To go with our 18th century ‘Rate the Dress‘, this week’s terminology post is 18th century. Our term: bosom friend.
A bosom friend isn’t just the 18th century word for your BFF. It is, literally, a friend for your bosom: a shaped tippet of wool, flannel, or fur, and later a knitted scarf, which kept the chest warm and served as a bust enhancer for less well endowed women.
Bosom friends were worn from the late 18th century till the mid 19th. They were particularly useful with the low necklines and thin muslin dresses at the turn of the century.
A 1789 entry in the Norfolk Chronicle explains the garment:
The fashionable belles have provided themselves with bosom friends for the winter. Their province is to protect that delicate region from assault in every kind; and they may be had at all the furriers shops in town.
Once muslin became the predominant fabric, bosom friends weren’t just for winter use. In 1802 Nancy Woodeford, a country parson’s niece from Norfolk, England, wrote of a friend coming to visit wearing ‘a fur tippet, a bosom friend and a Muff and a Winter Cloke’. And this in July!
The fashionable belles and country matrons of Norfolk may have embraced them, but not everybody approved. A 1796 article published in Philadelphia describes them as pads worn in the bosom as a safeguard against cold weather, and adds that they are ‘scandalous’ and ‘suspicious in appearance’. Oh dear! I think that must be about their double-use as bust enhancers.
Scandalous or not, ‘bosom friends’ were certainly as open to mockery as all fashions. In 1807 a very amusing satirical poem (page 83) was dedicated “to Mrs _____, who had presented the author with a bosom-friend constructed of fur.”
The last description I can find for a bosom friend comes from the 1840 Workwoman’s Guide, which gives complete instructions for a knitted bosom scarf:
Set on your pin seventy stitches, and knit in imitation knitting for about 100 rows, when knit twenty-five stitches for the next row, after which take another pin and fasten off the next twenty stitches, the knit the next twenty-five stitches on another pin.
Continue knitting the twenty-five stitches on one pin in the same stitch, fastening off one stitch at the beginning and the end of each row, next to the middle, which forms the hollowing round the neck . When the stitches are reduced to four fasten off.
Do the same with the other pin containing twenty-five stitches, and fasten off.
Sew white ribbon to the corners to hang it round the neck.
Some persons do not hollow out bosom friends, but knit them square or oblong.

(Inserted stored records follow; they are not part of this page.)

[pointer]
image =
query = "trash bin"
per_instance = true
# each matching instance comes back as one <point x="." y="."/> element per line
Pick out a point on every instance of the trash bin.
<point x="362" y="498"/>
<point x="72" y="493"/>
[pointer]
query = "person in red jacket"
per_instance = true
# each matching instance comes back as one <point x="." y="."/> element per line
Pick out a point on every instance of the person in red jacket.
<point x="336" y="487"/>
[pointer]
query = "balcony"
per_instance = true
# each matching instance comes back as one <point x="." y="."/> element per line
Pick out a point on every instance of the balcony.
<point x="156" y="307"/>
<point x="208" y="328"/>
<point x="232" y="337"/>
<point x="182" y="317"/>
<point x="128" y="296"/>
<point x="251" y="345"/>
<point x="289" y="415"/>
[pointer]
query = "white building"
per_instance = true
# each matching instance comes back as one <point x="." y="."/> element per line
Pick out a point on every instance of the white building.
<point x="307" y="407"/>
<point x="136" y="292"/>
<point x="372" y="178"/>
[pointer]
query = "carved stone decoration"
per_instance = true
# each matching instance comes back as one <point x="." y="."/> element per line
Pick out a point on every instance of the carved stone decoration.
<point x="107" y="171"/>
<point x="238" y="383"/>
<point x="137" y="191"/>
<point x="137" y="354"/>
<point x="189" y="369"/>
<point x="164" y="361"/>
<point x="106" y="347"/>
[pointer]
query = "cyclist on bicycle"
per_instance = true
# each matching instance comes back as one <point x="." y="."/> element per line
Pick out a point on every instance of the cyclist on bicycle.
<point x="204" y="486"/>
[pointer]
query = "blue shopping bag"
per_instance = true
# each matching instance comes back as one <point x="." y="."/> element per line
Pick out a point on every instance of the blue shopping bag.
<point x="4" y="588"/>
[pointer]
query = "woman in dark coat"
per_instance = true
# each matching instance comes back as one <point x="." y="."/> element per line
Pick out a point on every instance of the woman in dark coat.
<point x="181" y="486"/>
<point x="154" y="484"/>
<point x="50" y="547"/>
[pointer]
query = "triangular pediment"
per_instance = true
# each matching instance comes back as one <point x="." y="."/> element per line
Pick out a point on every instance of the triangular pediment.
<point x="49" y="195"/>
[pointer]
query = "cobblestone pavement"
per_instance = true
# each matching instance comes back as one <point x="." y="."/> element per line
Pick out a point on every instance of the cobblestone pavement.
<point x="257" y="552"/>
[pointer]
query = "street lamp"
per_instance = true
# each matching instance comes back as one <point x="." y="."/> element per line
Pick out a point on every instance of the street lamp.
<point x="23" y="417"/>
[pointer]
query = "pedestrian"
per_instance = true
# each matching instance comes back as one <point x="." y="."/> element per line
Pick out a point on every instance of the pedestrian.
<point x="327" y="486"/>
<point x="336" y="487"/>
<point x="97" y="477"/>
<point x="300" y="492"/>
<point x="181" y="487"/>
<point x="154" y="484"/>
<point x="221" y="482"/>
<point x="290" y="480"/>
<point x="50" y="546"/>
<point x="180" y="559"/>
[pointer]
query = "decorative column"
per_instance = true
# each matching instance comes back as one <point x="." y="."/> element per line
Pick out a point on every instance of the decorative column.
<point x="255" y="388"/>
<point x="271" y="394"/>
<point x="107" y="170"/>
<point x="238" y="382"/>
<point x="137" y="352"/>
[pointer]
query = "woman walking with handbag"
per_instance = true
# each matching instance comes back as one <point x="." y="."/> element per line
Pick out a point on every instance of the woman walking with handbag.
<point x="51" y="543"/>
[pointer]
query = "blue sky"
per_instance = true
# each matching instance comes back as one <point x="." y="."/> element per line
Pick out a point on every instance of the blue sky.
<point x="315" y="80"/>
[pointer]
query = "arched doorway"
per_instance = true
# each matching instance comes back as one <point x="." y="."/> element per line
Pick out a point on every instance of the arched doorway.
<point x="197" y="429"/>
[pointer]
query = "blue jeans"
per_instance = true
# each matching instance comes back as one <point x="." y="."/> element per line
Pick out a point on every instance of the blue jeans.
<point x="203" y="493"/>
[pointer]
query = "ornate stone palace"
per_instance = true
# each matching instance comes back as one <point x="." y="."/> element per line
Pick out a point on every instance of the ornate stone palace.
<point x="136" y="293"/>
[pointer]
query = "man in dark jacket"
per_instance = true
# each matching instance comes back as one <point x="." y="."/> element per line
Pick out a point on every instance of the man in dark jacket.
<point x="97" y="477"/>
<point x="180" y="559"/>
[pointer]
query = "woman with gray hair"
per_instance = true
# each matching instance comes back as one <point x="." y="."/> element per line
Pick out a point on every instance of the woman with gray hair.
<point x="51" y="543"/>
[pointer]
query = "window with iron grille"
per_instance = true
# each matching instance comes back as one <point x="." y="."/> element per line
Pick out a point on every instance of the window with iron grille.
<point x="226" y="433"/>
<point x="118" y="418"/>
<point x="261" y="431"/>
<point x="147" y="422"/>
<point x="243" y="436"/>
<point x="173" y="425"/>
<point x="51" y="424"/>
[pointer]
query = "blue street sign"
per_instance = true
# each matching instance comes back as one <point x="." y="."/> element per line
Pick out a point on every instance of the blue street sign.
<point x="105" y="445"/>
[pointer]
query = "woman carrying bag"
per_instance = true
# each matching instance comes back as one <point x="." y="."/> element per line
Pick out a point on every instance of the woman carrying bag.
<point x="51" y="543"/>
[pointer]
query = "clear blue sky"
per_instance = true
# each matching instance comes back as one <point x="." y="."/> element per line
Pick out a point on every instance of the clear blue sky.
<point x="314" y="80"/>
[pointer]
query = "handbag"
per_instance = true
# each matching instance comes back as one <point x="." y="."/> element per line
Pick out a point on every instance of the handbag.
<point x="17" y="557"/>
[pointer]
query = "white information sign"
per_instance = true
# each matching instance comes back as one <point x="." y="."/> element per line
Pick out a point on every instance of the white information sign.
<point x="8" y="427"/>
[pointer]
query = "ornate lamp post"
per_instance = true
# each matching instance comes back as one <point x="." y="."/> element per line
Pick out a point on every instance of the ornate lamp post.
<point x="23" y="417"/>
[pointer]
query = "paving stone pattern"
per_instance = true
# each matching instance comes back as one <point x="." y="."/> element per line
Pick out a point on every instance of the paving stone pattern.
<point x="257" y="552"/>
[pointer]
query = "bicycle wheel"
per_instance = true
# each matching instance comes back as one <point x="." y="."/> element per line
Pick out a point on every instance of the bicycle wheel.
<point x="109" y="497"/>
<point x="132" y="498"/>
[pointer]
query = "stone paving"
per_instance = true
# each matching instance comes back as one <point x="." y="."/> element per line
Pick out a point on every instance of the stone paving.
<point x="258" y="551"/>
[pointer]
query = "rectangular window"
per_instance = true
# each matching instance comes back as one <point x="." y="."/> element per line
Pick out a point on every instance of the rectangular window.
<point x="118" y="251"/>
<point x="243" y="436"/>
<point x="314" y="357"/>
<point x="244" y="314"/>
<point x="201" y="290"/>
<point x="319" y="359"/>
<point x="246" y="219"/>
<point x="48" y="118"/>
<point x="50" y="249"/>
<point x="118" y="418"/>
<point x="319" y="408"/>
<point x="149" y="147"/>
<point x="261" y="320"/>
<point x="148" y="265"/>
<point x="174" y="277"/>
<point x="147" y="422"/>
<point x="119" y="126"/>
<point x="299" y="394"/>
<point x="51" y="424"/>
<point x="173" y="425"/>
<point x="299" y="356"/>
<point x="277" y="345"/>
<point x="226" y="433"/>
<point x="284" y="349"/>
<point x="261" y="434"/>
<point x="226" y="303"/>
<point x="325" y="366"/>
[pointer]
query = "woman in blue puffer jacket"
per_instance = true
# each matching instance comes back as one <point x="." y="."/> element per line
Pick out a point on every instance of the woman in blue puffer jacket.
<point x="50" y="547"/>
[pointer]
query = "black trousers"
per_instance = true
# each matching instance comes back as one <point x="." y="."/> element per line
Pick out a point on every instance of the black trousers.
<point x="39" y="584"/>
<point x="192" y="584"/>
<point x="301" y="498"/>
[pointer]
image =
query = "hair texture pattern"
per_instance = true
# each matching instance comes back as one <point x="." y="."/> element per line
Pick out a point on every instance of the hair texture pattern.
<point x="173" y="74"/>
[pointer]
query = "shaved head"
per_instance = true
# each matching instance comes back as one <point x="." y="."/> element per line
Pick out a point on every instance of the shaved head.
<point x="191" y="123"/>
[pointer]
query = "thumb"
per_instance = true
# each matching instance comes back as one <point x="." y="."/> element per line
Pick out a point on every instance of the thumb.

Goodness! I bet that makes perfect sense if you actually know what you are making, but if you don’t it makes none!
I’d be tempted to call my winter scarves ‘bosom friends’ from now on, but it turns out that a modern company has co-opted the other, less warm and cuddly and more provocative, meaning. If you take my meaning!
Unfortunately I was not able to find any images of what was definitely a bosom buddy, so I hope you enjoy my Georgian to Regency winter wear images.
Sources:
Blauvet, J, Avalanche, Anthony, and Glacier, Gregory. Fashion’s Analysis Or The Winter In Town, Part 1: A Satirical Poem, With Notes, Illustrations, Etc. J Osborn, 1807
Buck, Anne. Dress in Eigteenth-Cetury England. B.T. Batsford Ltd: London. 1979
Cumming, Valerie, Cunnington, C. W, and Cunnington,P.E. The Dictionary of Fashion History. Berg Publishers, London. 2010
Schorsch, Anita. Images of Childhood: An Illustrated Social History. Mayflower Books, 1979
The workwoman’s guide, containing instructions in cutting out and completing articles of wearing, 1840.